= Lou Sherman =

Sir Louis Sherman (23 May 1914 - 16 November 2001) was a British politician, who achieved greatest prominence as chair of the London Boroughs Association.

Born to a working class Jewish family in Whitechapel, Sherman worked as a tailor's cutter before becoming a taxi driver. He claimed to have qualified by obtaining The Knowledge in a record twelve weeks. In the 1930s, he joined the Young Communist League, inspired by its opposition to fascism, but he left the group at the end of the decade. He joined the National Fire Service during World War II, but suffered serious injuries after falling through the roof while fighting a large fire on Oxford Street, and was invalided out.

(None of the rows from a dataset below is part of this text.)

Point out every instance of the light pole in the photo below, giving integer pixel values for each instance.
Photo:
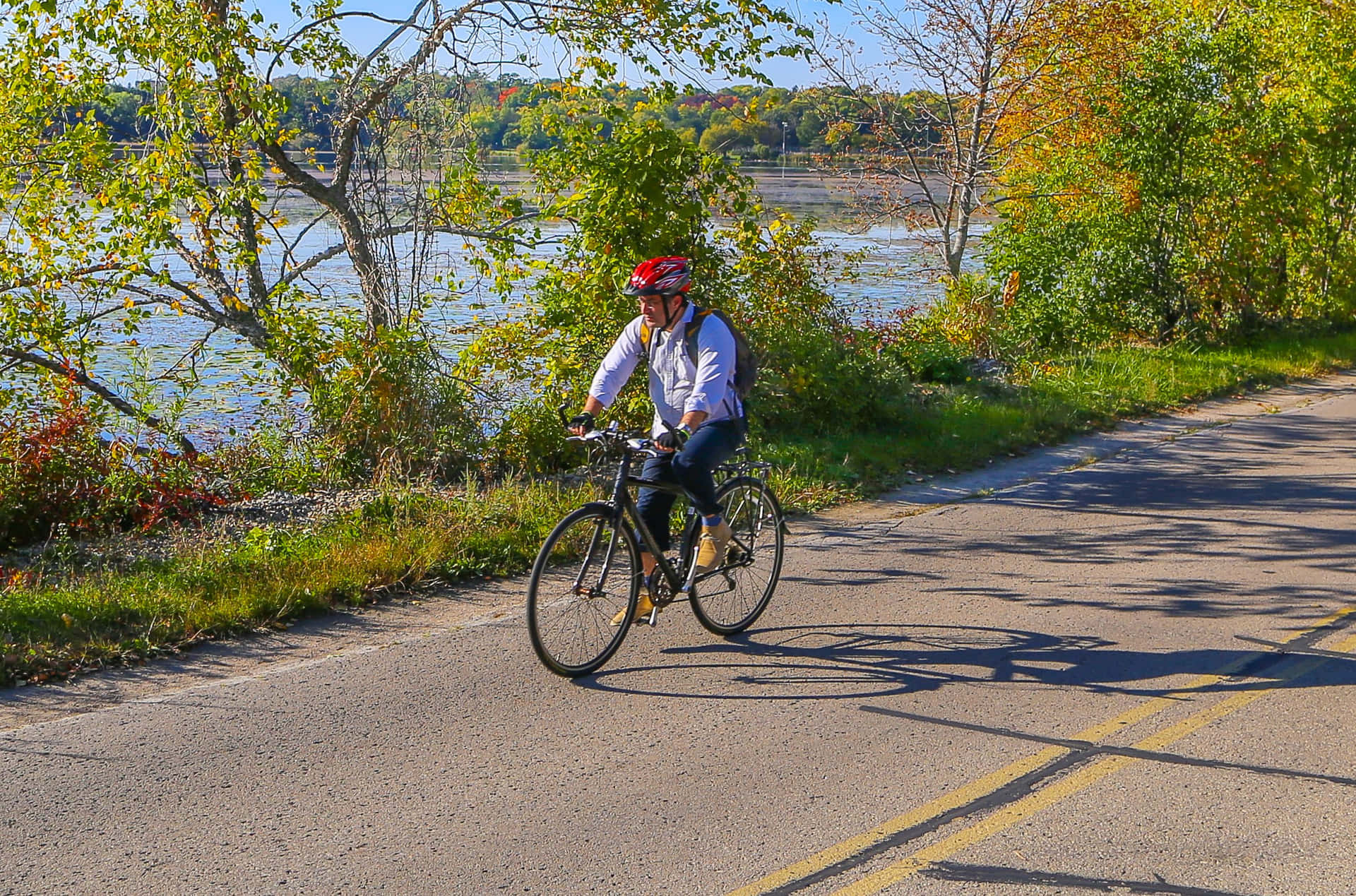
(784, 151)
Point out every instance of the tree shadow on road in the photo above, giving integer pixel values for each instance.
(837, 662)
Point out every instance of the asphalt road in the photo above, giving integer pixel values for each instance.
(1131, 676)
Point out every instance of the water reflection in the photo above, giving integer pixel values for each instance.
(894, 270)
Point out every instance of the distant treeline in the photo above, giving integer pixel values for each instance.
(509, 114)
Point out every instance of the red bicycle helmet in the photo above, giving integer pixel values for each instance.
(666, 275)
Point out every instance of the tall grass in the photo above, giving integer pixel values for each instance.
(60, 624)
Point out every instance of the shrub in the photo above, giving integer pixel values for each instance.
(57, 468)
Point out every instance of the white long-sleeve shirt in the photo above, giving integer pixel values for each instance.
(677, 386)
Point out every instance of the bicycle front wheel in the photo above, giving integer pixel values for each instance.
(735, 594)
(586, 575)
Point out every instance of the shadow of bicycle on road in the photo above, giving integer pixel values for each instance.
(853, 662)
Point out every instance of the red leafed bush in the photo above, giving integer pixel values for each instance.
(56, 467)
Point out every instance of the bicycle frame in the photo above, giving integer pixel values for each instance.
(626, 508)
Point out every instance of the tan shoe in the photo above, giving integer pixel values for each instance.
(715, 541)
(643, 607)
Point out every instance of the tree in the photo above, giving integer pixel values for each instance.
(933, 157)
(187, 220)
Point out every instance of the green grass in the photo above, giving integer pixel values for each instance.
(75, 623)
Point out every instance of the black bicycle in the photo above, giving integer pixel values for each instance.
(589, 574)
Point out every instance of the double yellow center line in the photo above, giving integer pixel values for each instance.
(1023, 808)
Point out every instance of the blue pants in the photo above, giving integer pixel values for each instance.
(708, 446)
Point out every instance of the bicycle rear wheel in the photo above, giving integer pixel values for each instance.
(734, 595)
(586, 574)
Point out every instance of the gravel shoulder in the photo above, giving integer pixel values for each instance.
(415, 616)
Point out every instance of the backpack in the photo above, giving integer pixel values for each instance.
(746, 362)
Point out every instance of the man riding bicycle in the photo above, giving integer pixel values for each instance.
(698, 417)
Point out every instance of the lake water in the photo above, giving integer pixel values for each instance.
(897, 270)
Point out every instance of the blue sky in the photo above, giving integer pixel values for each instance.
(552, 61)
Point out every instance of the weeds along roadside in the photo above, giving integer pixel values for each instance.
(61, 624)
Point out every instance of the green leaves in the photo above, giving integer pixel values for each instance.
(1210, 197)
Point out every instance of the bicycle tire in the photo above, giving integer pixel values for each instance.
(734, 595)
(571, 629)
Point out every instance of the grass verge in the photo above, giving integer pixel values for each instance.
(67, 624)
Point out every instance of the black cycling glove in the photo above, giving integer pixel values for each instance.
(673, 439)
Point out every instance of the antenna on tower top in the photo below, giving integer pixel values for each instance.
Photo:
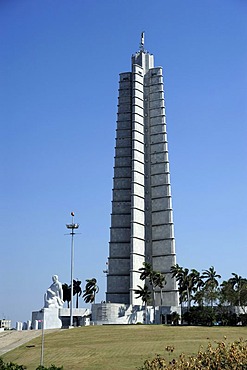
(142, 41)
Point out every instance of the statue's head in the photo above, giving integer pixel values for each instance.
(54, 278)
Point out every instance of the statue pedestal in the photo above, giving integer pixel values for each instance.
(48, 316)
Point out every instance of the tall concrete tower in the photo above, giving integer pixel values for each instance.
(142, 216)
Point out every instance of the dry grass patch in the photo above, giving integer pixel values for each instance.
(117, 347)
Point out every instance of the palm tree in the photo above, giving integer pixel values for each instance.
(145, 294)
(188, 283)
(159, 281)
(90, 291)
(239, 286)
(146, 272)
(77, 290)
(211, 284)
(66, 293)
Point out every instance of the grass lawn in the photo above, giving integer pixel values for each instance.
(117, 347)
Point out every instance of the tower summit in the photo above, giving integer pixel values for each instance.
(142, 227)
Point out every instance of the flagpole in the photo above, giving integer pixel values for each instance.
(42, 341)
(72, 227)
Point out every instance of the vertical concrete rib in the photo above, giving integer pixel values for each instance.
(142, 216)
(162, 233)
(118, 279)
(137, 238)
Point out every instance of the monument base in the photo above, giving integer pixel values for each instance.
(56, 318)
(118, 313)
(49, 317)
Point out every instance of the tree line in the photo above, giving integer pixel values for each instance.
(202, 298)
(89, 293)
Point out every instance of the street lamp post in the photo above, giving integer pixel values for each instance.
(72, 227)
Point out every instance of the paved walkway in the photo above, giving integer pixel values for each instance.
(11, 339)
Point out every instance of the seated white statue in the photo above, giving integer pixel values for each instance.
(54, 294)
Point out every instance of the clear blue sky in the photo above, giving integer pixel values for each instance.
(59, 66)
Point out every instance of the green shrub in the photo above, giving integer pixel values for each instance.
(232, 356)
(10, 366)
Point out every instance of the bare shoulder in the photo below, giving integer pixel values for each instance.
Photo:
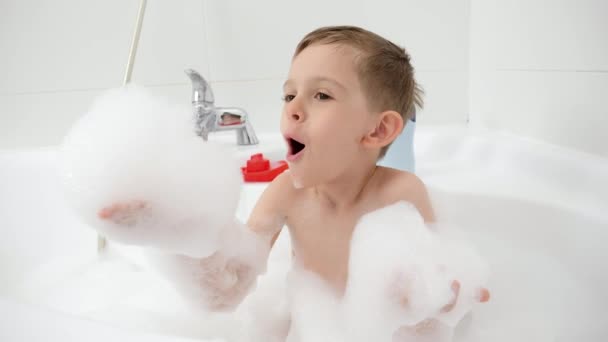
(268, 215)
(405, 186)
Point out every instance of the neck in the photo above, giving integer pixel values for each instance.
(345, 190)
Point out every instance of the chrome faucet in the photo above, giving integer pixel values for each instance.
(210, 118)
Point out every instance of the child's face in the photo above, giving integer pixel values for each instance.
(325, 111)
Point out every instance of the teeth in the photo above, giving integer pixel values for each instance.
(296, 146)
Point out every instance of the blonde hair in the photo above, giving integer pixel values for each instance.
(384, 68)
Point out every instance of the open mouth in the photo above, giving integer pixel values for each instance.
(295, 149)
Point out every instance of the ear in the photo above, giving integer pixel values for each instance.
(388, 125)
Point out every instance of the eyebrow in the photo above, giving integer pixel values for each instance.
(319, 79)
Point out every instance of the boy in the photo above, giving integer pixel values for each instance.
(347, 97)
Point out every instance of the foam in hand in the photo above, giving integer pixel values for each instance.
(132, 146)
(400, 273)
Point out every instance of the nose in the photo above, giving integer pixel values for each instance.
(295, 111)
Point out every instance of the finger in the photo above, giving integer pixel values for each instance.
(456, 290)
(484, 295)
(108, 212)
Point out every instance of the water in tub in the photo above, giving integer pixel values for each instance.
(541, 234)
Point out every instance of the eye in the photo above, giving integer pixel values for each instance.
(288, 97)
(322, 96)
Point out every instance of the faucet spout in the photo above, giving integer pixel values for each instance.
(201, 90)
(210, 118)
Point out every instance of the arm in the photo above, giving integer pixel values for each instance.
(220, 281)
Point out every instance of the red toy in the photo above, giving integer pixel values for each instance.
(259, 169)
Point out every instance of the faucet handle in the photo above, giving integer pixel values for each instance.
(201, 90)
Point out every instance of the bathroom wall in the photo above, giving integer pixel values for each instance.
(535, 68)
(56, 56)
(540, 69)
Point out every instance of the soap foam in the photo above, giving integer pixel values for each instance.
(134, 147)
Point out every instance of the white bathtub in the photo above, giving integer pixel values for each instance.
(537, 212)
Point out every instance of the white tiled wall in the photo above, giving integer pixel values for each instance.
(540, 68)
(55, 56)
(536, 68)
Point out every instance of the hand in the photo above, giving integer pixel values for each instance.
(483, 296)
(216, 282)
(123, 213)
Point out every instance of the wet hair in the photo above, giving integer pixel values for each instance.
(384, 69)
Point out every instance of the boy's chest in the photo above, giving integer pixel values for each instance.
(321, 241)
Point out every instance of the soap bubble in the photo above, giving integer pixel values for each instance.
(399, 281)
(140, 151)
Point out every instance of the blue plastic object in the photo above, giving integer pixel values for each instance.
(401, 153)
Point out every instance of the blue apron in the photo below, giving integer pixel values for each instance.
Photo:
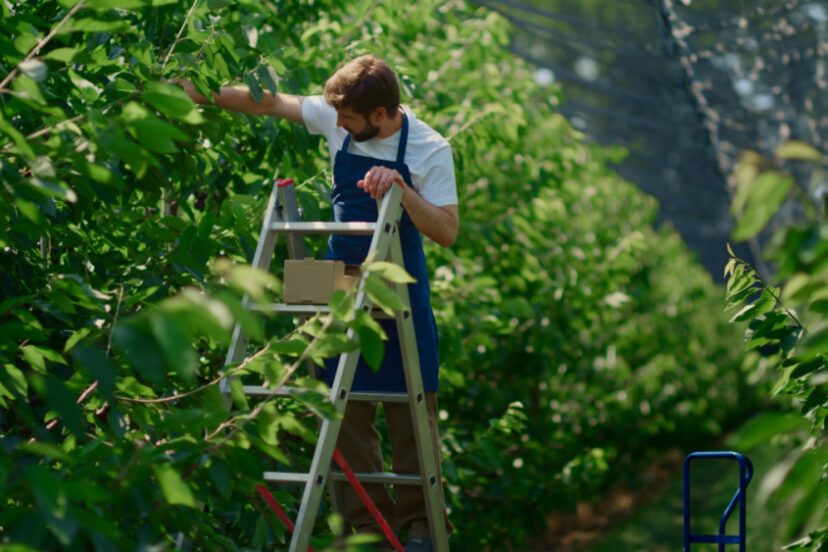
(352, 204)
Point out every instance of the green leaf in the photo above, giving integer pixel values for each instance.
(796, 149)
(815, 343)
(221, 476)
(383, 296)
(769, 192)
(106, 5)
(373, 348)
(46, 450)
(176, 345)
(92, 25)
(34, 69)
(174, 488)
(265, 76)
(763, 427)
(255, 88)
(157, 135)
(18, 138)
(172, 101)
(141, 351)
(75, 338)
(64, 55)
(99, 367)
(60, 399)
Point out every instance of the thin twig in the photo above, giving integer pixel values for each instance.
(178, 36)
(775, 297)
(34, 51)
(115, 318)
(86, 392)
(197, 389)
(242, 421)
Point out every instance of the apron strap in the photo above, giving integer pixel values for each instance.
(403, 139)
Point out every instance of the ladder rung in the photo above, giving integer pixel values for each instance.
(363, 477)
(259, 391)
(324, 227)
(307, 309)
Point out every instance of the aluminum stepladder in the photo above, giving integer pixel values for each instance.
(282, 217)
(740, 497)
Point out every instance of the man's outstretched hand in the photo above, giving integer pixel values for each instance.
(190, 90)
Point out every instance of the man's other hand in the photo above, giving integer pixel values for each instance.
(379, 180)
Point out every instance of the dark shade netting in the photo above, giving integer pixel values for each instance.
(684, 86)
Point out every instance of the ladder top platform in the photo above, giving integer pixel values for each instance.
(365, 228)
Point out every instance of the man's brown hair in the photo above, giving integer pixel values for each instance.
(364, 84)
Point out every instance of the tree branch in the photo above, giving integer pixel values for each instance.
(34, 51)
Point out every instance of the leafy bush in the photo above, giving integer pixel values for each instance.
(577, 341)
(787, 319)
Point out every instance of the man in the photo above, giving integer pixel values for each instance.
(376, 143)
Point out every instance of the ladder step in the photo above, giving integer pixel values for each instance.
(363, 477)
(301, 309)
(324, 227)
(259, 391)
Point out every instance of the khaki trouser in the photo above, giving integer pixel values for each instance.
(359, 443)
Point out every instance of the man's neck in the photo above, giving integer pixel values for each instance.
(391, 125)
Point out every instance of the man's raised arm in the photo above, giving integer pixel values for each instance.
(238, 98)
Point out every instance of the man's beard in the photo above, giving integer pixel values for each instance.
(370, 131)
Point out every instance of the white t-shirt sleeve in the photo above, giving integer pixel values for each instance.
(319, 117)
(438, 185)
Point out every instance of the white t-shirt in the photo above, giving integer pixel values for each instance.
(427, 154)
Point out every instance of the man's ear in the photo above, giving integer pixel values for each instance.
(378, 115)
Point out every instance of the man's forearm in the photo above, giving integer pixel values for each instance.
(438, 223)
(238, 98)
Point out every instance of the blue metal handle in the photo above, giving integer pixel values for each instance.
(745, 475)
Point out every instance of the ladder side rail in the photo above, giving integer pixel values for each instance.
(431, 483)
(261, 260)
(745, 475)
(384, 234)
(289, 212)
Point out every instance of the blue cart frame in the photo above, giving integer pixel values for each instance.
(745, 475)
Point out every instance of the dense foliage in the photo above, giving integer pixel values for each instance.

Sherman's health slowly improved, and he was able to return to taxi driving. In 1953, he was elected as a Labour Party member of Hackney Metropolitan Borough Council, associated with the left wing of the party. He switched to become an alderman in 1959, was leader of the council from 1957 to 1960, and Mayor of Hackney in 1961/62. At the 1961 London County Council election, he was elected in Hackney Central, serving until the council's abolition, in 1965.

Much of Sherman's time was focused on Hackney, and he championed the development of the Lea Valley Park, which opened in 1966. He supported the Theatre Workshop, persuading boroughs in the area to jointly award it grants when it was in danger of closing. He also represented the borough on the Inner London Education Authority, and became vice chair of the Association of Metropolitan Authorities.

In 1971, Sherman was elected as chair of the London Boroughs Association. He promoted closer co-operation between the London boroughs and the Greater London Council, and led campaigns for increased rate subsidies for London, half price bus fares for pensioners, and more affordable housing. He was knighted in the 1975 New Year Honours, and that year finally stopped driving his taxi. He largely retired in 1978, but served as chair of the Housing Corporation until 1980, and was deputy chair of the Harlow Development Corporation. He was a humanist and patron of Humanists UK until his death.